What you're looking for here are common pricing trends. For example, if you're making an offer on a one-story craftsman-style house, you want to find sales data for one-story craftsman style homes in the same area. If you can pull up sales data for several of these properties, you'll have a good idea what the "going rate" should be.

You can base your offer on this data. You can also present it to the seller, in order to support your offer. Your real estate agent should help you with all of this, by the way.

It's also a good idea to view the property a couple of times before making an offer. If you only walk through one time, you're liable to miss something. Are the rooms big enough for your furniture? Was there sufficient storage space? Is the kitchen layout going to work for you? What about the level of maintenance outside the home, with landscaping and such? It's hard to capture all these details the first time through. It's common for potential buyers to make a second pass, and the seller will be happy to accommodate you. It's a good sign for them.

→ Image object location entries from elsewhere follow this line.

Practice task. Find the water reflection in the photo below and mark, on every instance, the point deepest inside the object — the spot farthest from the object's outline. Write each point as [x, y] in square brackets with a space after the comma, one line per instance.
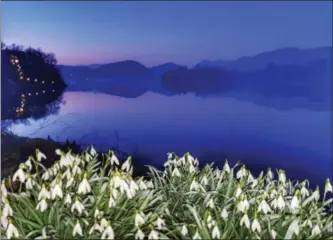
[211, 128]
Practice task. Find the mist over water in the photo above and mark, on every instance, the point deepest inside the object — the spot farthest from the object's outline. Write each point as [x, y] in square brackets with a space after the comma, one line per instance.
[211, 128]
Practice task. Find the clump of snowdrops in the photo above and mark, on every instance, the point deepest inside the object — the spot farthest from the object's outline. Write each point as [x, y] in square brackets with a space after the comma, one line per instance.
[82, 197]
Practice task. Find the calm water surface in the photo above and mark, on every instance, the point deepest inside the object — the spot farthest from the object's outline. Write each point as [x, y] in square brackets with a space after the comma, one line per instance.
[212, 129]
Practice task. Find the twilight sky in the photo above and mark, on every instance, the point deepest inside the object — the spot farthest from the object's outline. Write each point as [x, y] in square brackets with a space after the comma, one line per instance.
[158, 32]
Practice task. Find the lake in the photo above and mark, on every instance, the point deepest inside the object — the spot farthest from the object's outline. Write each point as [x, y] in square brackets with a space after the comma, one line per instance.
[212, 129]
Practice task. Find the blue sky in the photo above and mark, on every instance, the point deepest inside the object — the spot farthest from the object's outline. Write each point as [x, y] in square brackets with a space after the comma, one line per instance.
[158, 32]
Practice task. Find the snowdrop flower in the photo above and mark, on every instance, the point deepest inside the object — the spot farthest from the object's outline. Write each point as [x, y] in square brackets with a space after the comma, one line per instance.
[139, 235]
[28, 164]
[273, 234]
[316, 194]
[196, 235]
[160, 223]
[68, 199]
[126, 165]
[108, 232]
[194, 186]
[175, 172]
[241, 173]
[282, 176]
[66, 160]
[56, 191]
[42, 205]
[114, 160]
[77, 230]
[29, 184]
[11, 230]
[142, 185]
[204, 181]
[264, 207]
[243, 205]
[210, 203]
[4, 221]
[245, 221]
[153, 235]
[316, 231]
[184, 231]
[92, 151]
[20, 174]
[216, 233]
[328, 186]
[4, 191]
[238, 191]
[281, 203]
[255, 227]
[84, 186]
[112, 202]
[304, 192]
[139, 219]
[270, 174]
[7, 210]
[96, 227]
[294, 205]
[226, 167]
[40, 156]
[224, 214]
[44, 193]
[78, 206]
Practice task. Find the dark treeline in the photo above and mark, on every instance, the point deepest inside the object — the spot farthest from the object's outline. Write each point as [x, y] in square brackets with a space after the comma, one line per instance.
[31, 83]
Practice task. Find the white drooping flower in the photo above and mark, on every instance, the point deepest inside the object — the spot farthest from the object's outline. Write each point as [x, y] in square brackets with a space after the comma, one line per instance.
[184, 231]
[139, 235]
[280, 202]
[245, 221]
[238, 191]
[7, 211]
[108, 233]
[92, 151]
[304, 192]
[28, 164]
[77, 230]
[273, 234]
[316, 231]
[226, 167]
[56, 191]
[96, 227]
[78, 206]
[241, 173]
[84, 186]
[282, 176]
[264, 207]
[139, 219]
[44, 194]
[175, 172]
[160, 223]
[194, 186]
[196, 236]
[255, 227]
[153, 235]
[126, 165]
[68, 199]
[40, 156]
[328, 186]
[216, 233]
[210, 203]
[294, 205]
[114, 160]
[20, 174]
[11, 231]
[204, 181]
[42, 205]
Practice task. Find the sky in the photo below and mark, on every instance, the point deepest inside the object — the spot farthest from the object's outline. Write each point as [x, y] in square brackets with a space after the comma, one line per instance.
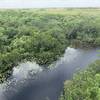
[48, 3]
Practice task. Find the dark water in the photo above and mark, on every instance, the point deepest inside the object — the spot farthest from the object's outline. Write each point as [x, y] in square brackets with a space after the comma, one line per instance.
[49, 84]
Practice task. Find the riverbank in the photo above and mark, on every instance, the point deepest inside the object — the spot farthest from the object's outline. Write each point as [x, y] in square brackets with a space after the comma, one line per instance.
[84, 85]
[42, 35]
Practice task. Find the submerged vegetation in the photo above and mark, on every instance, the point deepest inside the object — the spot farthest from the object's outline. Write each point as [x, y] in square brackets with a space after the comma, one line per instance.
[42, 35]
[85, 85]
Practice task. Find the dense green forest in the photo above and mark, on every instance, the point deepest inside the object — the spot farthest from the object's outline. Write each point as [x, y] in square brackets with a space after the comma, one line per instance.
[85, 85]
[42, 35]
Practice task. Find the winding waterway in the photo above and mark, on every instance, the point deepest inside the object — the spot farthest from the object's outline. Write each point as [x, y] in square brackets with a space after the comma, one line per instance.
[47, 84]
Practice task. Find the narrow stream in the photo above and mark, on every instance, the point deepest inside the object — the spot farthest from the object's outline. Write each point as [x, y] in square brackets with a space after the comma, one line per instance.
[48, 84]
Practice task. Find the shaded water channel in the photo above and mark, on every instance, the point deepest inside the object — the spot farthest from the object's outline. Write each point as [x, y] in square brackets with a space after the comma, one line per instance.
[48, 84]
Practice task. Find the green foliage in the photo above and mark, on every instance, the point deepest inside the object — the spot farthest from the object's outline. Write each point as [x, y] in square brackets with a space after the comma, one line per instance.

Lastly, you should consider the history of the property. Your agent should be able to tell you how long it has been on the market, and whether or not it has been listed before. You can also find out how much the current homeowners paid for the house.

While you're at it, try to find out if the price was ever reduced during the current listing period.

All of these things will give you insight into the seller's motivations. For example, if the home is been listed for over 100 days, and the sellers have reduced the price once already, they're probably more willing to negotiate. But if it just came on the market last week, the sellers might not be ready to reduce their asking price. All of this relates to the real estate counter offer you might receive. So you need to research it in advance.